How many 8-bit binary numbers have a 1 as the first bit, or third bit, or both?

Question

I tried doing C(8,1) for when 1 is the first bit, and third bit, and C(8,2) when it's both and multiplying them but I didn't get the right answer.

Answer 1

$C(8,1)$ is the number of 8-bit binary numbers with exactly one 1, and $C(8,2)$ is the number of binary numbers with exactly two $1$'s. I don't think that's what you want to count.

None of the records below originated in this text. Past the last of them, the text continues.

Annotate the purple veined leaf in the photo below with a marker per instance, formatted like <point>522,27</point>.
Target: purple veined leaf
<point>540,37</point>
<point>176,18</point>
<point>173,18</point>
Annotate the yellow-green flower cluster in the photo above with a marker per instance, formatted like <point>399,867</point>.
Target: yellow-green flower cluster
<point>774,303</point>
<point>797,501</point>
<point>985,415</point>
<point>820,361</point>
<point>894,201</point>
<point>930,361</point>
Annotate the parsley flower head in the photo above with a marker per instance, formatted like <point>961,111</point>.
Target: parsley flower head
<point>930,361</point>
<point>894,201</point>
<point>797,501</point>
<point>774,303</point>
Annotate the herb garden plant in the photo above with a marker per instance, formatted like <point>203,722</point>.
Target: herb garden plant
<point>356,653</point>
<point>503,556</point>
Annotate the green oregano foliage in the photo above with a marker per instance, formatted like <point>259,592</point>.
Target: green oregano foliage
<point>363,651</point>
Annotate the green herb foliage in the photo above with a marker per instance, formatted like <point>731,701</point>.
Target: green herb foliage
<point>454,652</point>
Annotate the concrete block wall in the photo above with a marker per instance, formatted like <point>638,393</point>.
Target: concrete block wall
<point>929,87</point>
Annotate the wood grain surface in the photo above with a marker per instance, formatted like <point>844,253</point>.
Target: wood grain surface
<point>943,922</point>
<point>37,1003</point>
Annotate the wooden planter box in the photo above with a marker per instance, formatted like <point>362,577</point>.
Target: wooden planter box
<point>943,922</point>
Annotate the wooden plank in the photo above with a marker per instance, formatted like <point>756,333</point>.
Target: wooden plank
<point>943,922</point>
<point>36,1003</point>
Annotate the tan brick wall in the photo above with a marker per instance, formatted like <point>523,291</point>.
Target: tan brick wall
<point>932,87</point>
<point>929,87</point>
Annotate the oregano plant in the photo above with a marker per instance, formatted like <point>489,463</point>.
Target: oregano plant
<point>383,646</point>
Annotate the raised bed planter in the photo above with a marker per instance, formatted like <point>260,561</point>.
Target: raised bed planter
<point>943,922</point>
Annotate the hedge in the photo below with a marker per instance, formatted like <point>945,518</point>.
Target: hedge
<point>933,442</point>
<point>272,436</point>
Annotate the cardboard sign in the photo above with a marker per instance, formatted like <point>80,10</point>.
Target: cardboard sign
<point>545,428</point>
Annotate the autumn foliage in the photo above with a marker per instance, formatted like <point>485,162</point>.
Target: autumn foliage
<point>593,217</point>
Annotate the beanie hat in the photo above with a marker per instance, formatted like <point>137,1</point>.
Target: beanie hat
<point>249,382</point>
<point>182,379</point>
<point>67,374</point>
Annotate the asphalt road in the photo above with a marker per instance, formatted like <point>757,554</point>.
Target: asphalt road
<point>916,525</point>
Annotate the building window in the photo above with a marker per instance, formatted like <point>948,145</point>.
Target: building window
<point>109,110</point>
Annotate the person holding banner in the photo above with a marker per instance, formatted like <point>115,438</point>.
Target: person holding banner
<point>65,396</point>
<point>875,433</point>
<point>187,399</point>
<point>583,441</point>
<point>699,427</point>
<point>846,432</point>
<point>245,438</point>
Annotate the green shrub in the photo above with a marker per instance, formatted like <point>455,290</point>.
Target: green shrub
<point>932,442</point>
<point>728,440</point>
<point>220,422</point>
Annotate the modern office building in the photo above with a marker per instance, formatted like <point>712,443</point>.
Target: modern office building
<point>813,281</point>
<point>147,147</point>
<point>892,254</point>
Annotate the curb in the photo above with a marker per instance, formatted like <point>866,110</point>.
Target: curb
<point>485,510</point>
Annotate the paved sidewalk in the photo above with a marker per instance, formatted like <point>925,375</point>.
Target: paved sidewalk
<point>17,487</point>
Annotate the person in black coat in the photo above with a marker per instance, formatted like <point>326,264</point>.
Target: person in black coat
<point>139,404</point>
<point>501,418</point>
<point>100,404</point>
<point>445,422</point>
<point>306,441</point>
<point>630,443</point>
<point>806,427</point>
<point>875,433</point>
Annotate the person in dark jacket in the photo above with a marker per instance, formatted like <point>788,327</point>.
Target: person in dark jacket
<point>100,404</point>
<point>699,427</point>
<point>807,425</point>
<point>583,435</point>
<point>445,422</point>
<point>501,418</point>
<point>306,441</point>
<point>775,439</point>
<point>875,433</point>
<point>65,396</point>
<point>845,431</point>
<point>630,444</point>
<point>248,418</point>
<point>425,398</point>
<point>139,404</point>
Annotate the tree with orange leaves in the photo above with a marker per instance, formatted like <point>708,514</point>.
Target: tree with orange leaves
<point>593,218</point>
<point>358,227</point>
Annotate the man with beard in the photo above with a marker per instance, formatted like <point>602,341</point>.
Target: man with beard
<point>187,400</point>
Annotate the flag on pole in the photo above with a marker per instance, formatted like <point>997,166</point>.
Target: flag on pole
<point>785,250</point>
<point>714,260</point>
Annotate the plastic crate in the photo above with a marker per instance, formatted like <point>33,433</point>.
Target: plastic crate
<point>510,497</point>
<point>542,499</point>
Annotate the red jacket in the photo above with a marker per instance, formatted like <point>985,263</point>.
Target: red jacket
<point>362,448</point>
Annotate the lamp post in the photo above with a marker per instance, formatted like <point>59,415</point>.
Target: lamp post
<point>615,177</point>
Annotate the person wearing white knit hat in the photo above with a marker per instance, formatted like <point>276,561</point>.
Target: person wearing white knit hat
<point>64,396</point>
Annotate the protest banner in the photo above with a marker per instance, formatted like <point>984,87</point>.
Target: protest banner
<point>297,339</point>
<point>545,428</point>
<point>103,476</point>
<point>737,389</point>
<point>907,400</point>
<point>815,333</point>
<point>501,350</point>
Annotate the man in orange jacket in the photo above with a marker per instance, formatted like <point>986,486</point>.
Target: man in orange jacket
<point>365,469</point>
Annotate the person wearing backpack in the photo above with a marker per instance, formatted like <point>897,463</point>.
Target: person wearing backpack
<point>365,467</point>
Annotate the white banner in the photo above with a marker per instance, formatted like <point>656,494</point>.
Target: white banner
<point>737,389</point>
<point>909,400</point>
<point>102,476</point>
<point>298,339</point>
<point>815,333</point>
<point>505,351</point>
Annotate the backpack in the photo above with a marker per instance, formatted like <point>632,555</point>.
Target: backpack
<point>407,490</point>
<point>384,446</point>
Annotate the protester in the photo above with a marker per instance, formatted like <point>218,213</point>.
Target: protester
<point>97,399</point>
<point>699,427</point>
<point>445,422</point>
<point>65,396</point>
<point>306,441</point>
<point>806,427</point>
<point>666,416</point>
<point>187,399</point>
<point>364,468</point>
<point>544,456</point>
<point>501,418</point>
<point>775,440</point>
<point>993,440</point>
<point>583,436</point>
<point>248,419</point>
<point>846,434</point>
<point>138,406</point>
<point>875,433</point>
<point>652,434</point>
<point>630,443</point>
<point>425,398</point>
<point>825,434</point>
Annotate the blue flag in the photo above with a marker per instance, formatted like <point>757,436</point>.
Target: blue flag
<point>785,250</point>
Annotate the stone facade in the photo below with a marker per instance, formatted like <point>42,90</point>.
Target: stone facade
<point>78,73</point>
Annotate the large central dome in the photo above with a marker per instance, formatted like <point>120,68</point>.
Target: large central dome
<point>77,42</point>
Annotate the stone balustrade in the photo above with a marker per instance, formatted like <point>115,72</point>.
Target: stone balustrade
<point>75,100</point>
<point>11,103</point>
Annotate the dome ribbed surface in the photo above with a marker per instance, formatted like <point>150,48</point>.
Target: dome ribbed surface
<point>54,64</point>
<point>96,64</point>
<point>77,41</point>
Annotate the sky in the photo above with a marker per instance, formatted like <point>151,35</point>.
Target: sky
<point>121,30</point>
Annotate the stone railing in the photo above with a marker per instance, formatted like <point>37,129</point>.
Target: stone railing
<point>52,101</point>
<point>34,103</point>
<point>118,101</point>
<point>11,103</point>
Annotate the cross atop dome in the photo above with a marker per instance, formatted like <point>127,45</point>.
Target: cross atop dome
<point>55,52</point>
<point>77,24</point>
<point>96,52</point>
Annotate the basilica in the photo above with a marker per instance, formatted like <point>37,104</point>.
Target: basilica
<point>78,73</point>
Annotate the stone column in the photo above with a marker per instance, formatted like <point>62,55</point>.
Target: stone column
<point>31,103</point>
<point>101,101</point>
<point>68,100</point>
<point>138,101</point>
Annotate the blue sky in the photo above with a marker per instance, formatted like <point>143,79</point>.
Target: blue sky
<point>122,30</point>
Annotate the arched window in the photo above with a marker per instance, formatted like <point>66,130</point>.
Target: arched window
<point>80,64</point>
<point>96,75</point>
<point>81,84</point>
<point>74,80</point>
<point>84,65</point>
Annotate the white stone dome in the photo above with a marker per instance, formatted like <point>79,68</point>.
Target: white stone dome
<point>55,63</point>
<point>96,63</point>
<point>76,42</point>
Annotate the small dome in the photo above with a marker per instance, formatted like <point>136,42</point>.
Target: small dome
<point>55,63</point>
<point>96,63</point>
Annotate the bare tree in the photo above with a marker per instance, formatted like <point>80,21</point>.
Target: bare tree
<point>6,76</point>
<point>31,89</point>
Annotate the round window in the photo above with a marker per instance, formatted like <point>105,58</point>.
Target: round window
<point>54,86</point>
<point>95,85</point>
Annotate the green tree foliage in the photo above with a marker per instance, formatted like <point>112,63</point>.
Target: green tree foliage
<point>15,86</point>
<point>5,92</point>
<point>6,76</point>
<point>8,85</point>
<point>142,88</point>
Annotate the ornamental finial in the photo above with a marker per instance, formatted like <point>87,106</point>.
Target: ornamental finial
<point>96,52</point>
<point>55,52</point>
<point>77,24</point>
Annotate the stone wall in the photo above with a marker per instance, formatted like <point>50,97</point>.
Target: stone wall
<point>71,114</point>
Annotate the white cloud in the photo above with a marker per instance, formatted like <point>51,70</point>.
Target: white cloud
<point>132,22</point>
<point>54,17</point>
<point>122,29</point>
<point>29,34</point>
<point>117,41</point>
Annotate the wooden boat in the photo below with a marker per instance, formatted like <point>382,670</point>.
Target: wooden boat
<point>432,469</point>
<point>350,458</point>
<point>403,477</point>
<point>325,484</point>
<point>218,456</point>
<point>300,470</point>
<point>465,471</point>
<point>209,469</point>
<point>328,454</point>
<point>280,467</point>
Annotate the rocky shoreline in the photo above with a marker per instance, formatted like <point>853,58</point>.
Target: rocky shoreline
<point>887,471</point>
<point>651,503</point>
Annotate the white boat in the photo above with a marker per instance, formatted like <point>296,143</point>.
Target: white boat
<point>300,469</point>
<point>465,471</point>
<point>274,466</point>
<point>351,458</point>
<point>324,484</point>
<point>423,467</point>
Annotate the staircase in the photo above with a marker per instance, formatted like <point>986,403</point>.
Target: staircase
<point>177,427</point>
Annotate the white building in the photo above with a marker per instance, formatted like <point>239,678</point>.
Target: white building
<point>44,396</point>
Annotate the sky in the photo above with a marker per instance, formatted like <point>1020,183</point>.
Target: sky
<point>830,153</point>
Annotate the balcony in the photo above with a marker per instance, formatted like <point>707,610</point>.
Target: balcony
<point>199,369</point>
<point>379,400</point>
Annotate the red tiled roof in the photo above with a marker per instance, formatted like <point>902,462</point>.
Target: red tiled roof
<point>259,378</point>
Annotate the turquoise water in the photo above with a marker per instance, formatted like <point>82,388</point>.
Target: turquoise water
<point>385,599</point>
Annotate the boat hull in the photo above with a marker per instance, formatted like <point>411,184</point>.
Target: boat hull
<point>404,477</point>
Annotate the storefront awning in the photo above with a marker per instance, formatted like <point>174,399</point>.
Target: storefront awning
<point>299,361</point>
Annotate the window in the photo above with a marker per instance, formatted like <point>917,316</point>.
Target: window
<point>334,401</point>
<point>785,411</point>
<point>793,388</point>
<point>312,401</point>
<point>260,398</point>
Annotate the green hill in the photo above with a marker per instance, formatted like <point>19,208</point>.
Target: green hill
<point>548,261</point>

Hint: How would you most easily describe a number which doesn't fulfill that criterion? How many such numbers are there? And how many 8-bit binary numbers are there in total?

Answer 2

There are total $2^8$=256 8 bit binary numbers.
You want those having 1 at $1^{st}$ or $3^{rd}$ bit.
So, go for those who do not have; i.e. numbers having 0 at their $1^{st}$ and $3^{rd}$ bit

Fix them as 0, and fill remaining 6 bits in either of 0 and 1
There are $$2\cdot2\cdot2\cdot2\cdot2\cdot2=2^6=64$$ 64 numbers do not have 1 at $1^{st}$ and $3^{rd}$ bit.
So, total-not having 1= those having 1

$$256-64=192$$ is your answer

You can also go for counting individually numbers having 1 at $1^{st}$ (0 at $3^{rd}$), 1 at $3^{rd}$ bit (0 at $1^{st}$), and 1 at both $1^{st}$ and $3^{rd}$ bit, and adding all. (Try!)